Weilheim – Den Schwung aus dem Überraschungserfolg gegen Spitzenreiter Nördlingen nahmen die Basketballer des TSV Weilheim auch in die Auswärtspartie bei der BG Leitershofen/Stadtbergen II mit. Wie schon im Hinspiel setzte sich der Aufsteiger gegen die Schwaben durch. Mit dem 99:86 (55:46)-Erfolg beim Tabellensiebten der 2. Regionalliga Süd, machten die Kreisstädter einen großen Schritt in Richtung Klassenerhalt.

„Jetzt brauchen wir noch einen Sieg aus drei Spielen, um Platz acht abzusichern, der sicher zum Ligaverbleib reicht“, sagte TSV-Coach Benedikt Schiebilski mit Blick auf das Restprogramm. Die direkten Konkurrenten taten den Weilheimern den Gefallen und kamen am Wochenende nicht zu Punkten. Mit dem Auftritt in Stadtbergen war Schiebliski insgesamt zufrieden: „Das war eine starke Mannschaftsleistung, wobei Andreas Brem überragend war.“ Beim erwähnten Spieler lief es wirklich wie am Schnürchen. Unter anderem sechs erfolgreiche Drei-Punkte-Würfe bescherten ihm am Ende 33 Punkte. Alles gefiel dem Coach aber nicht. „Unsere Abwehr war nicht ganz so stark“, berichtete Schiebliski. „Dafür war die Offensive sehr zielstrebig.“

Die Weilheimer brannten im Angriff in den ersten zehn Minuten ein wahres Angriffs-Feuerwerk ab. Die Hausherren standen ihnen aber nur wenig nach. „Defense fand auf beiden Seiten nicht statt“, kommentierte Schiebilski die 37:31-Führung seiner Mannen nach dem ersten Durchgang. Den Vorsprung bauten die Gäste bis zum Seitenwechsel weiter aus, weil Raphael Sedlmayr unter dem Korb kaum zu bremsen war, und weil auch die Distanzwürfe ihr Ziel fanden.

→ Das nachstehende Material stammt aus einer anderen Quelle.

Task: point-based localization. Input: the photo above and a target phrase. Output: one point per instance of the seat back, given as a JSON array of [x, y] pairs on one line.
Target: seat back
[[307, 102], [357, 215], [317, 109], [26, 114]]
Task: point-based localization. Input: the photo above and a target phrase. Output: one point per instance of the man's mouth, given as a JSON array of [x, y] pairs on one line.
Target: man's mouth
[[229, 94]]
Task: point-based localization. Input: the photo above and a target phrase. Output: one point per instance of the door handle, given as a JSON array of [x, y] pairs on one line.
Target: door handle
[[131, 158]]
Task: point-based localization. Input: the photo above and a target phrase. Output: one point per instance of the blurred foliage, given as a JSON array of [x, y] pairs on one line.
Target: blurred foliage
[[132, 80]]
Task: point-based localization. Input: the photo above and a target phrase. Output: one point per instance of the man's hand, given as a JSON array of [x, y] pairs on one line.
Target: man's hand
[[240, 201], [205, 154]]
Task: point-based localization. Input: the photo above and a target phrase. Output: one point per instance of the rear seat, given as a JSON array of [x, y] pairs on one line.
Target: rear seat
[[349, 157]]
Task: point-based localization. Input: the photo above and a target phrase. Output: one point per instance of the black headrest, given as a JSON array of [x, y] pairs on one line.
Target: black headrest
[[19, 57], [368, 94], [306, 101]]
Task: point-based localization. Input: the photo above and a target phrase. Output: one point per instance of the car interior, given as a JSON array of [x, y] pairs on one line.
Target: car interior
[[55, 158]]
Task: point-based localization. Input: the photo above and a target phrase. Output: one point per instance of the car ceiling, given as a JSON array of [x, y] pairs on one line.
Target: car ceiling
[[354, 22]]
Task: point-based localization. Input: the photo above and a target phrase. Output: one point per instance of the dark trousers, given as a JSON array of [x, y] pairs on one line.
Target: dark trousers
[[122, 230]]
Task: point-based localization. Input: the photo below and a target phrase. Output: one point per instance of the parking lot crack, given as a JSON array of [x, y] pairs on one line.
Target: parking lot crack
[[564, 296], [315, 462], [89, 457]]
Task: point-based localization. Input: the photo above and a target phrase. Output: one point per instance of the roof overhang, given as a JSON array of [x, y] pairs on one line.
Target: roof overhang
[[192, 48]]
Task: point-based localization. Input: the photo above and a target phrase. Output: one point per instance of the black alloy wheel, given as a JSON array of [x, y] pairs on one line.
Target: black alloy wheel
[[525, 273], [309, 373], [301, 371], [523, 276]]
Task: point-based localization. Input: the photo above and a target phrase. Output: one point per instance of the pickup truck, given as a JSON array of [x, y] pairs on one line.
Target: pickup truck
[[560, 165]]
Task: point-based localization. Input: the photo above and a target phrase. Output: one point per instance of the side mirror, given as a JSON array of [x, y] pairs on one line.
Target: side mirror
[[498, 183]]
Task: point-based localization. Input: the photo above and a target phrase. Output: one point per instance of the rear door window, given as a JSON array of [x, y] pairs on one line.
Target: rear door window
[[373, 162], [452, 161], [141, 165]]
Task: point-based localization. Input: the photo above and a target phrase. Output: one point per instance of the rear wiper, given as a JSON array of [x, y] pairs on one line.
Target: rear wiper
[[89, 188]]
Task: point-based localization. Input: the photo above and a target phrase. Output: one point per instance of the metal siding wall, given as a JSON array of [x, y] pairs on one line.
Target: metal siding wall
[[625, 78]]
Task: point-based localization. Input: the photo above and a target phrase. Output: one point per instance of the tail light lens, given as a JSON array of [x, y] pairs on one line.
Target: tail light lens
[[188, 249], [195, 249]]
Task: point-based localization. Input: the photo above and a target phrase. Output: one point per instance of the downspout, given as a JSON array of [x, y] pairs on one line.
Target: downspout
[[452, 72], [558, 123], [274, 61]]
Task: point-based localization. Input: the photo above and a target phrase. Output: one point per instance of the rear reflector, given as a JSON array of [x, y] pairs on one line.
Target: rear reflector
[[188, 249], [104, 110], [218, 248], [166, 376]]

Nach der Pause verteidigten die Weilheimer nicht zuletzt aufgrund einer ordentlichen Freiwurfquote (67 Prozent) den Vorsprung, der sich meist um neun Punkte herum einpendelte. Erst im Schlussviertel stemmten sich die Schwaben dank ihres Topscorers Quentin Tucker (26 Punkte) noch einmal vehement gegen die drohende elfte Saisonniederlage. Sie kämpften sich bis auf drei Zähler heran. Die Weilheimer bewahrten aber die Ruhe. Mit einem 8:0-Lauf sorgten sie wieder für klare Verhältnisse und einer relativ entspannten Schlussphase, in der sie sich den so wichtigen Auswärtserfolg nicht mehr nehmen ließen.

Statistik

Weilheimer Spieler und ihre Punkte: Andreas Brem (32/6 Dreier), Raphael Sedlmayr (25), Philipp Brenner (13/1), Andreas Thumser (13/3), Alex Brem (6), Sebastian Jungwirth (5/1), Alex Thumser (4), Martin Fernholz, Thies Henner.

Beste Werfer in der Liga: 1. Detavious Cantrell (Nördlingen) 478 Punkte/18 Spiele; 2. Vangelis Pathekas (Freising) 416/19; 3. Quentin Tucker (Leitershofen II) 400/18; ... 8. Alexander Thumser (Weilheim) 285/ 19; 9. Andreas Thumser (Weilheim) 282/19; 14. Raphael Sedlmayr (Weilheim) 232/16; 19. Andreas Brem (Weilheim) 212/17; 62. Philipp Brenner (Weilheim) 114/19.